A, representative immunoblot showing the changes in tNCC and pT53NCC, as well as SPAK and pSPAK‐pOSR1, in kidney slices treated with low (1 mmol l^–1), control (3 mmol l^–1) or high (10 mmol l^–1) [K⁺]_ex under control (110 mmol l^–1) [Cl⁻]_ex conditions. B, same experiment as in A but under 5 mmol l^–1 [Cl⁻]_ex. C, summary of the effect of [K⁺]_ex on NCC phosphorylation at position T53 under control or low [Cl⁻]_ex conditions (n = 9–18 slices per treatment, three to six mice). D, summary of the effect of [K⁺]_ex on SPAK/OSR1 phosphorylation at position T53 under control or low [Cl⁻]_ex conditions (n = 6 slices per treatment, two mice). C and D, ^* P < 0.05, ^** P < 0.01 and ^*** P < 0.001, compared to the control condition ([K⁺]_ex 3 mmol l^–1) of each [Cl⁻]_ex; &P < 0.05 compared to the control condition of 110 mmol l^–1 [Cl⁻]_ex using ANOVA with Bonferroni's multiple comparison post hoc test. E, representative experiment showing the changes in NCC expression and phosphorylation at T53 in the presence or absence of the [Cl⁻] channel blocker DIDS upon treatment with control (3 mmol l^–1) or high (10 mmol l^–1) [K⁺]_ex. F, densitometric analysis of (E) (n = 3 slices per treatment, one mouse). ^* P < 0.05 compared to the control for each condition using an unpaired Student's t test. G, stimulation of NCC phosphorylation by isoproterenol (100 mmol l^–1) under low (5 mmol l^–1) [Cl⁻]_ex.
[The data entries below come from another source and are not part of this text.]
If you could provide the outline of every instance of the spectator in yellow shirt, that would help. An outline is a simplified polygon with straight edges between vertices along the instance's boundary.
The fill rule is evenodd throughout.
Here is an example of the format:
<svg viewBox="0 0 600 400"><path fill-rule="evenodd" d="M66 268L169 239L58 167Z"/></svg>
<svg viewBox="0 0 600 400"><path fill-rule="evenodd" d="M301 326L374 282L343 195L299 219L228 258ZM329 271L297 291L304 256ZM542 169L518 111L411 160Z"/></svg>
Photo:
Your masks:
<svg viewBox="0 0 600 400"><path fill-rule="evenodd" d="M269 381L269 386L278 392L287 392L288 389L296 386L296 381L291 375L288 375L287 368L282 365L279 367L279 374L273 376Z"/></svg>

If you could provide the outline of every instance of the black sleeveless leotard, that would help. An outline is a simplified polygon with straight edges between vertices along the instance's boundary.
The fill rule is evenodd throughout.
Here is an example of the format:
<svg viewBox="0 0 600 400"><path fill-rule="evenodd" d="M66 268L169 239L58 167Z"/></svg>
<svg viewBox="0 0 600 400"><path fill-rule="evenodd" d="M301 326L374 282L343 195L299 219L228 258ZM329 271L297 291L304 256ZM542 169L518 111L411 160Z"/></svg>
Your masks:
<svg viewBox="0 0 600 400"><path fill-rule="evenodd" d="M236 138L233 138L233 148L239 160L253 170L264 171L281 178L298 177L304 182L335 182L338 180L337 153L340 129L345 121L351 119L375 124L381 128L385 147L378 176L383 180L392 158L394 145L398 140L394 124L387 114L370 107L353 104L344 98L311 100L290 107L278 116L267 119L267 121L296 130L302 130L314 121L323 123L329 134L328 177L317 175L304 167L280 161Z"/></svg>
Figure 5. Inhibition of PP1, PP2A and PP3 does not impair the dephosphorylation of NCC upon high [K⁺]_ex

Representative western blot showing the changes in NCC expression and phosphorylation at position T53 in slices treated with control (3 mmol l^–1) or high (10 mmol l^–1) [K⁺]_ex under control (110 mmol l^–1) [Cl⁻]_ex conditions. A, effect of inhibition of PP1 and PP2A with calyculin A. B, effect of inhibition of PP3 (calcineurine) with tacrolimus. C, summary of the densitometric analysis of 6–12 slices per condition, two to four mice per experimental group.